It is also suitable for the neural network model: given some training data and a network architecture, many group weight values (i.e. many models) can interpret these data. Simple models are more difficult to over-fit than complex models.
The simple model here refers to a model with smaller entropy of parameter value distribution (or a model with fewer parameters), so according to this principle of knowledge, the common method of reducing over-fitting is to force the weight of the model to be smaller. This method is called weight regularization.
Realization of Weight Regularization
Adding costs associated with larger weights to the network loss function:
- L1 regularization: The added cost is proportional to the absolute value of the weight coefficient.
- L2 regularization: The added cost is proportional to the square of the weight coefficient (L2 norm of weight). L2 regularization of neural networks is also called weight decay.

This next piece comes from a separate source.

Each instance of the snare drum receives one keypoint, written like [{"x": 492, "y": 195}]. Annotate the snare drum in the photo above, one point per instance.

In Keras, the method of adding weight regularization is to pass an example of weight regularization item to the layer. coding is as follows:
##Weight regularization from keras import models from keras import layers from keras import regularizers model3 = models.Sequential() # Each coefficient of the weight matrix increases the total network loss by 0.001 * weight_coefficient_value. model3.add(layers.Dense(16, kernel_regularizer = regularizers.l2(0.001), activation='relu',input_shape=(10000,))) model3.add(layers.Dense(16, kernel_regularizer = regularizers.l2(0.001), activation='relu')) model3.add(layers.Dense(1,activation='sigmoid')) # Standard optimizer model3.compile(optimizer='rmsprop', loss = 'binary_crossentropy', metrics = ['accuracy']) # Monitoring accuracy in training process
history3 = model3.fit(partial_x_train, partial_y_train, epochs=20, batch_size=512, validation_data=(x_val,y_val)) history_dict3 = history3.history
# Drawing training loss congratulations to verify loss import matplotlib.pyplot as plt history_dict = history.history loss_values_normal = history_dict['val_loss'] loss_values_regularized = history_dict3['val_loss'] epochs = range(1,len(loss_values)+1) plt.plot(epochs,loss_values_normal,'b+',label='normal loss') plt.plot(epochs,loss_values_regularized,'bo',label='regularized loss') plt.xlabel('Epochs') plt.ylabel('Loss') plt.legend() plt.show()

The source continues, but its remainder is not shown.